Nico Prayogo, Agus Budiyono, Tutut Prasetyo, Kurniantoro WHS

Abstract


Underwater Unmanned Vehicles (UUVs) play a vital role in various maritime applications, including defense, research, and resource exploration. To effectively train and evaluate anti-submarine warfare systems, the use of target torpedoes is crucial. This paper presents the comprehensive testing and evaluation of a Mini Mobile Target Torpedo (MMTT) designed to simulate submarine-like behaviors in a controlled and repeatable manner.

The development of the MMTT aimed to address the limitations of existing target torpedoes by incorporating advanced technological features and improving maneuverability, stealth, and payload capabilities. The testing process involved a series of trials conducted in controlled underwater environments, including lakes and oceanic testing facilities.

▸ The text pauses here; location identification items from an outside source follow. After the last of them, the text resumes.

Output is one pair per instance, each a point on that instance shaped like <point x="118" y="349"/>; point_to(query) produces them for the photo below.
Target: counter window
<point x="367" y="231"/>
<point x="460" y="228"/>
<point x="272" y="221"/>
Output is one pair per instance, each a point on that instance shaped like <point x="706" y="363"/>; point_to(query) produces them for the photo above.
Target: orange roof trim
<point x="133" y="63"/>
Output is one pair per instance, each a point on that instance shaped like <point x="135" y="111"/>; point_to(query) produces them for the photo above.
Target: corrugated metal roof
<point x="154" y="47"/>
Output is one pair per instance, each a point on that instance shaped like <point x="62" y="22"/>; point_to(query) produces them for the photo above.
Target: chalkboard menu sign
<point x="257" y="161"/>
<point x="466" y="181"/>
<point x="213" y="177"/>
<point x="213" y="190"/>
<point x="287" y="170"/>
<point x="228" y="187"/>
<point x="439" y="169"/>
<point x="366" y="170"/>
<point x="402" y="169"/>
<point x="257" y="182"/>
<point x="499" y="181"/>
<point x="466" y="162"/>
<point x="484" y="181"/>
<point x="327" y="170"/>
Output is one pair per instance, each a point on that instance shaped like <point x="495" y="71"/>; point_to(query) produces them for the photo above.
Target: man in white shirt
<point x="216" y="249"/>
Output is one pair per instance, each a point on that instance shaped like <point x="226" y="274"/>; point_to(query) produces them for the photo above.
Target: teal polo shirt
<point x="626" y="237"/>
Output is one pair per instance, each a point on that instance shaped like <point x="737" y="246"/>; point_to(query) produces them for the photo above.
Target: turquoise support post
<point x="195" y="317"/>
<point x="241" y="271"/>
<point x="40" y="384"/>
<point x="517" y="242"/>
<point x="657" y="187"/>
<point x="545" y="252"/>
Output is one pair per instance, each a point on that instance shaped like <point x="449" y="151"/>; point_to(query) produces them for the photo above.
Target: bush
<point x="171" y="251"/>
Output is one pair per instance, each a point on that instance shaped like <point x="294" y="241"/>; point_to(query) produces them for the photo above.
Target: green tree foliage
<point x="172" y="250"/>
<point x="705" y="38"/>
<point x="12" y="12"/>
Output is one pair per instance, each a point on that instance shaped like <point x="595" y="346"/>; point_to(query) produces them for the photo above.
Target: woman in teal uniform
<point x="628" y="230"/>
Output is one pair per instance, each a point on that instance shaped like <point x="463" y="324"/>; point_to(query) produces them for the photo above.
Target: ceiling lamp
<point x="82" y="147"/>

The MMTT's performance was evaluated in terms of its maneuverability, endurance, acoustic signature, and payload delivery accuracy. Realistic submarine-like maneuvers, including changes in speed, depth, and course, were replicated to create challenging scenarios for naval systems to detect, track, and engage the MMTT. Additionally, the acoustic characteristics of the MMTT were analyzed to assess its stealth capabilities and minimize the risk of detection.

The results of the testing revealed that the MMTT successfully simulated submarine-like behaviors, providing a realistic training platform for anti-submarine warfare systems. Its enhanced maneuverability, reduced acoustic signature, and payload delivery accuracy demonstrated its potential for training and evaluating naval sonar systems, torpedo defense mechanisms, and anti-submarine warfare tactics.

This paper presents a valuable contribution to the field of UUV design and development, providing insights into the testing and evaluation of a Mini Mobile Target Torpedo. The findings emphasize the importance of realistic target simulations to enhance the effectiveness of anti-submarine warfare systems, ultimately contributing to improved maritime security and defense strategies. Future research directions include further optimization of the MMTT's capabilities, integration with advanced UUV swarms, and adaptive behaviors to continuously challenge evolving naval technologies.